The past week was relatively quiet with the exception of a major Amazon API Gateway outage. Apart from this incident on the 28th, Circle CI, Zoom, Sentry, and a couple of Azure platforms had notable outages.
Amazon API Gateway had a major outage in the US-West-2 (Oregon) region, with a direct impact on AWS Batch, AWS Service Catalog, Amazon Connect, and Amazon SageMaker on the 28th. Other platforms were also likely impacted, depending on how users use their API Gateway in conjunction with other services.
Notable Metrist-Reported Downtime
While these outages didn’t make the news, these issues caught by Metrist may have affected your company’s app and operations.
- AWS EC2 experienced networking issues in the US-East0-2 region for 20 minutes on September 26th. While AWS EC2 remained completely functional for users, external network calls experienced significantly latency, as observed through Metrist use of EC2 to monitor 28 other services from that region.
- Azure VMs was unable to create new instances in Azure East US 2 for 25 minutes on the 27th. The error message associated with the outage indicated that the platform was out of capacity.
- Azure AKS was unable to create deployments in Azure East US 2 for 31 minutes on the 27th. This outage was likely related to the Azure VM capacity issues, as if no VMs are are available, an AKS deployment can’t be created.
- CircleCI was down twice on the 26th. The first outage lasted 58 minutes and involved the platform being down then degraded when tested from the eastern US. The second outage involved the platform being unable to Run Monitor Docker Workflow for 30 minutes.
- Zoom was down (unable to join calls from parts of Canada) 10-30% of the time for 17 hours on the 27th. Then on the 2nd, 50% of the attempts to join Zoom timed out at the 2 minute mark for a total of 8 hours, 52 minutes.

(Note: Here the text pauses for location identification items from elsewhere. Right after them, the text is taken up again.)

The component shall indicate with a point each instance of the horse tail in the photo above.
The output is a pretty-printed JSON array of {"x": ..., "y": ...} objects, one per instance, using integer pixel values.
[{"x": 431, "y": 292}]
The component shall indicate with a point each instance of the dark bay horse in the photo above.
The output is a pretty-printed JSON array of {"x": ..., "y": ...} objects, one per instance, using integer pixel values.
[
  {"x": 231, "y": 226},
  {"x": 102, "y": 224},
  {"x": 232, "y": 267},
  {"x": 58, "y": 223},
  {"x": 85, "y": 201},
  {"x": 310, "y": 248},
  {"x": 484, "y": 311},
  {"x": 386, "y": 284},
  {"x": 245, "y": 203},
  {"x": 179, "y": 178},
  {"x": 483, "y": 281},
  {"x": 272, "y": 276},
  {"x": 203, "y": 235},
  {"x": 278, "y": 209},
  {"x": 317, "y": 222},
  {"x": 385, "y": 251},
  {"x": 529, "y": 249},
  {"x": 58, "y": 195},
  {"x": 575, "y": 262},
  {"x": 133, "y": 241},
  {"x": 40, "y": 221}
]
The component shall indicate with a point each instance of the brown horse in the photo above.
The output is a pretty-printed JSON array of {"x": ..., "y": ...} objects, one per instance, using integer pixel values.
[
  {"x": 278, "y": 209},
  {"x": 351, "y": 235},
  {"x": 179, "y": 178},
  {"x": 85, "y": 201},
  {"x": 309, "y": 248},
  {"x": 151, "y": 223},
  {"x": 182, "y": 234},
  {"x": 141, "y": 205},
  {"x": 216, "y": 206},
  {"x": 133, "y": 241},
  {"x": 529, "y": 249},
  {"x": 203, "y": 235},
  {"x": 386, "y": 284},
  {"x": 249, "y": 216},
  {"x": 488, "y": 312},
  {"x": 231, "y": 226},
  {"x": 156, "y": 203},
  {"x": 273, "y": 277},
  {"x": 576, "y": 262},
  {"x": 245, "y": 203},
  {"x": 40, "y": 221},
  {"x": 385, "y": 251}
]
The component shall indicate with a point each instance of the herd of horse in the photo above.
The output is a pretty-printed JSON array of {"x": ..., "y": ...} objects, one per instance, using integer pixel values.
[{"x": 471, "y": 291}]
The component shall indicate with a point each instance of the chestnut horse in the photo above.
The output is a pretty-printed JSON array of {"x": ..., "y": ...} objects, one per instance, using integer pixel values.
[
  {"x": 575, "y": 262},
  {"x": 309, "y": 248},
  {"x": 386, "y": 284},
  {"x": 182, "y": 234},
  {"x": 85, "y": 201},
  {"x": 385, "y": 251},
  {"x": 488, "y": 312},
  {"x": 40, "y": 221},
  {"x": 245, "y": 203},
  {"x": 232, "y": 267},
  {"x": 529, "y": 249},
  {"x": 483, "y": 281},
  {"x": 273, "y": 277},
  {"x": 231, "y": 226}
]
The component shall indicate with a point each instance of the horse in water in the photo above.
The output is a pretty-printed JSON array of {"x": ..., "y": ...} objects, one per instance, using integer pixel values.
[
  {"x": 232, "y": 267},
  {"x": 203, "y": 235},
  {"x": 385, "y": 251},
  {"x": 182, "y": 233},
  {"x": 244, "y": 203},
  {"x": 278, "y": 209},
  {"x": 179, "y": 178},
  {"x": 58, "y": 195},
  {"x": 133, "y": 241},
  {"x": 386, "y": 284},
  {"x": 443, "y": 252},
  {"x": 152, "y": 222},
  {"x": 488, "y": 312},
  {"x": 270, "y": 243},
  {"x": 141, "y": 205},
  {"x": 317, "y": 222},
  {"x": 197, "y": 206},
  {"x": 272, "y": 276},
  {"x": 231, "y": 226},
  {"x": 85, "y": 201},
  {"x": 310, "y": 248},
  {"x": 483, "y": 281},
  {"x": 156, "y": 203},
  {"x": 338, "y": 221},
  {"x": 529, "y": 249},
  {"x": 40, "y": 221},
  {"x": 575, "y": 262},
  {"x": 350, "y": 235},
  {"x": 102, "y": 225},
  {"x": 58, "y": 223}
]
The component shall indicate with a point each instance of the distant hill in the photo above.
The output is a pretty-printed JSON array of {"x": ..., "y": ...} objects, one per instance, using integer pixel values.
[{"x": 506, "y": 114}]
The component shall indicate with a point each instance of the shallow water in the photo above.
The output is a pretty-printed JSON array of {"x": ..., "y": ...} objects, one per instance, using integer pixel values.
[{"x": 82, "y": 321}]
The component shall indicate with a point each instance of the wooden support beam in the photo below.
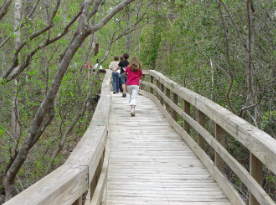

- Sentry had issues for about 23 minutes on the 20th, in which issue creation wait times spiked to about 5 minutes in all North America regions. The latency for this product usually averages about 12 seconds.
- Cloudflare was down in parts of the US Northwest region, with ping checks not responding and some CDN and DNS checks failing for about 1 hour and 9 minutes on the 2nd.